El cazador alemán Karl Hagenbeck, que suministraba animales salvajes a muchos zoológicos europeos, al sobrevenir la crisis los sustituyó por hombres, mujeres y niños, a menudo de pecho. Secuestró en una expedición al Sudán a un grupo de nativos nubios, que paseó como atracción por Paris, Berlín y Londres. Raptó a docenas de nativos de las tribus de Tierra del fuego, pero como era un hombre civilizado pidió y obtuvo el pertinente permiso oficial del gobierno chileno. EI Jardin Zoologique d'Acclímatation parisino, organizó 30 «exhibiciones etnológicas» hasta 1912 .

Malnutridos, tratados como mercancías o con un paternalismo que no siempre proscribía la crueldad, forzados a actuar ante el público, el viaje europeo (también hay estampas viejas similares en el Retiro madrileño) fue para casi todas aquellas personas una pesadilla a la que pocos sobrevivieron. Los antropólogos bendecían esta oportunidad para ver de cerca ejemplares de su campo de estudio, examinarlos y establecer jerarquías raciales.

Durante el siguiente medio siglo o más la doctrina de la supremacía blanca creció peligrosamente en Europa y América, tal como evidencian el nazismo y el Ku Klux Klan. Sin embargo, en 1936 el atleta americano Jesse Owens ganó cuatro medallas de oro bajo la mirada impasible de Hitler en los Juegos de Berlín. Desde entonces el dominio de los hombres de color (Bob Beamon, Carl Lewis... ) ha sido contundente, por no hablar de Usain Bolt o de deportes como el baloncesto, boxeo, fútbol americano o béisbol, donde la velocidad, agilidad y fuerza son primordiales.

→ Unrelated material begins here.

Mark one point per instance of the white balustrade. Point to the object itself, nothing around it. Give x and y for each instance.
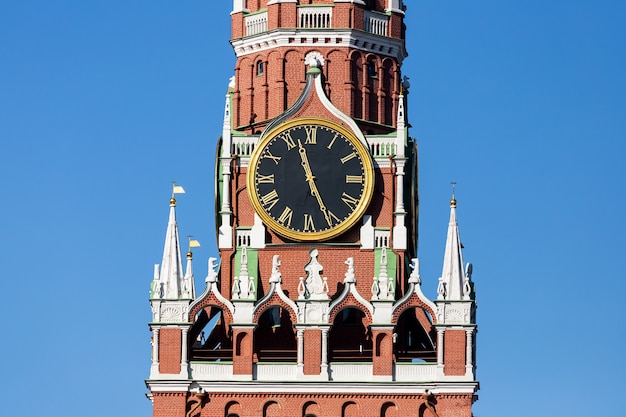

Aquel experimento racial de 1904 se ha reavivado tras las declaraciones del medallista Michael Johnson, que sostiene que los velocistas negros tienen una ventaja biológica debido a que poseen un «gen deportivo superior» resultado de los tiempos de la esclavitud, cuando sólo los más aptos sobrevivieron al agotador viaje desde África al Caribe, y los dueños de las plantaciones implantaron programas de selección para producir trabajadores más fuertes. Lo irónico es que hoy estamos tratando de comprender la superioridad de los atletas negros, mientras que hace 108 años en San Luis se pretendía haber demostrado su inferioridad fuera de toda duda. Aquel año de los Juegos de San Luis Mark Twain anotó: «Hay muchas cosas cómicas en el mundo, entre ellas, la creencia del hombre blanco de que es menos salvaje que esos otros a los que él llama salvajes».